Recent releases of wolfSSL have included new assembly code targeted at the Intel x86_64 platform. Large performance gains have been made and are being discussed over six blog posts of which this is part 5. In this blog, we will talk about the performance of RSA and Diffie-Hellman (DH).
RSA is the most commonly used public key algorithm for certificates. When performing a TLS handshake, the server will sign a hash of the messages seen so far and the client will verify the signature of certificates in the certificate chain and verify the hash of messages with the public key in the certificate. Signing and verifying are the most time-consuming operations in a handshake.
DH has been the key exchange algorithm of choice in handshakes but is falling out of favor as the Elliptic Curve variants are considerably faster at the same security level. Performing the key exchange is the second most time-consuming operation in a TLS handshake.
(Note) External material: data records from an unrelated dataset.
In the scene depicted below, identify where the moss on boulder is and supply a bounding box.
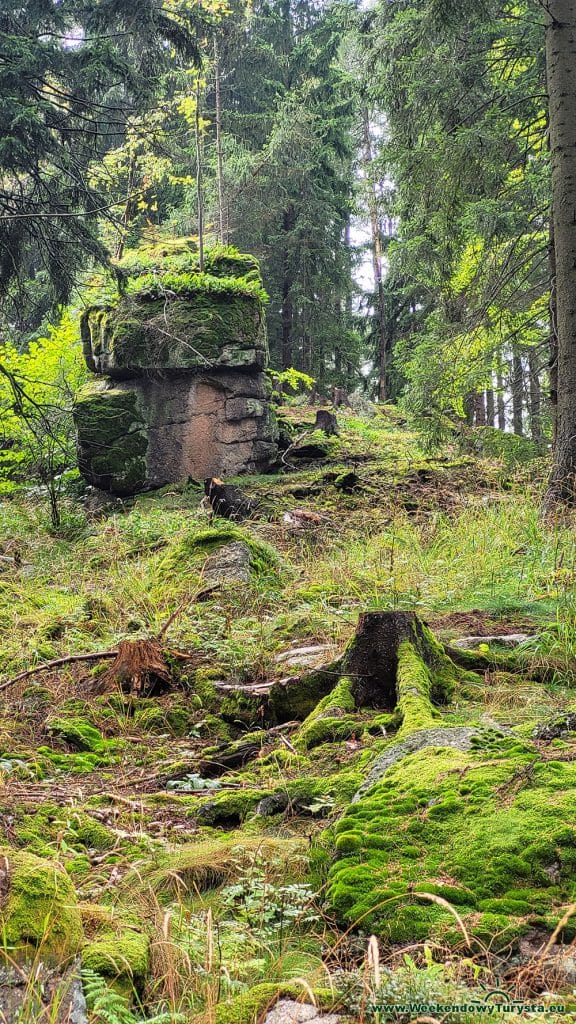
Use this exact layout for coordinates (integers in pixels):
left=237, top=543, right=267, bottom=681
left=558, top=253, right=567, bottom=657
left=74, top=380, right=148, bottom=495
left=329, top=737, right=576, bottom=948
left=82, top=927, right=150, bottom=990
left=0, top=848, right=83, bottom=964
left=84, top=290, right=268, bottom=379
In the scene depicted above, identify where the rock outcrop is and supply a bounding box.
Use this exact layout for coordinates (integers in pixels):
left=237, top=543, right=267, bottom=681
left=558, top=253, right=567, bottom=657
left=75, top=242, right=277, bottom=495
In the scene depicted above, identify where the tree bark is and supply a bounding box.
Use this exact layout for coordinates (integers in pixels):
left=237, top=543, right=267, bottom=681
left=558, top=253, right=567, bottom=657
left=195, top=75, right=204, bottom=273
left=362, top=108, right=388, bottom=401
left=214, top=36, right=228, bottom=245
left=474, top=391, right=486, bottom=427
left=496, top=370, right=506, bottom=430
left=528, top=348, right=542, bottom=441
left=510, top=348, right=524, bottom=435
left=543, top=0, right=576, bottom=504
left=486, top=387, right=496, bottom=427
left=548, top=218, right=558, bottom=441
left=282, top=205, right=296, bottom=370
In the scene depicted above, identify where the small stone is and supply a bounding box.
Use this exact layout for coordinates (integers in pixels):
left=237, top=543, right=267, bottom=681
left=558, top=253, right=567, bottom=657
left=263, top=999, right=341, bottom=1024
left=204, top=541, right=251, bottom=584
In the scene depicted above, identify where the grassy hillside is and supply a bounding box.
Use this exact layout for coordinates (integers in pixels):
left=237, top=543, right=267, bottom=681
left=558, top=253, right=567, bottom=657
left=0, top=409, right=576, bottom=1024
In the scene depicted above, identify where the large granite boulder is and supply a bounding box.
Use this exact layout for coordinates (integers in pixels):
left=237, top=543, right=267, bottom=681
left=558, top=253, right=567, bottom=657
left=75, top=242, right=277, bottom=495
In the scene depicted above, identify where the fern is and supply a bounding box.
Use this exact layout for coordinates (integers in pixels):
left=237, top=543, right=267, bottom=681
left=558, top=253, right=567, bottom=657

wolfSSL 3.13 and later have completely new implementations of RSA and DH targeted at specific key sizes: 2048 and 3072 bits. The implementation is constant-time with respect to private key operations. The implementations include variants in C and assembly code targeted at Intel x86_64 and x86_64 with BMI2 and ADX. The new code is significantly better than the old generic code and is about the same speed as OpenSSL on older CPUs and a little faster on newer CPUs.
The two charts below show the relative performance of the old wolfSSL code, new wolfSSL assembly code and OpenSSL as compared to the new wolfSSL C implementation on Ivy Bridge and Skylake CPUs. Note that the OpenSSL super-app does not measure the speed of DH operations. The new C implementation is a lot faster than the old generic C/ASM code for both CPUs. The assembly code for x86_64 is better than the C code by between 23% and 46% on x86_64 and 92% and 144% using BMI2 and ADX instructions. The OpenSSL code is about the same speed as the wolfSSL assembly code.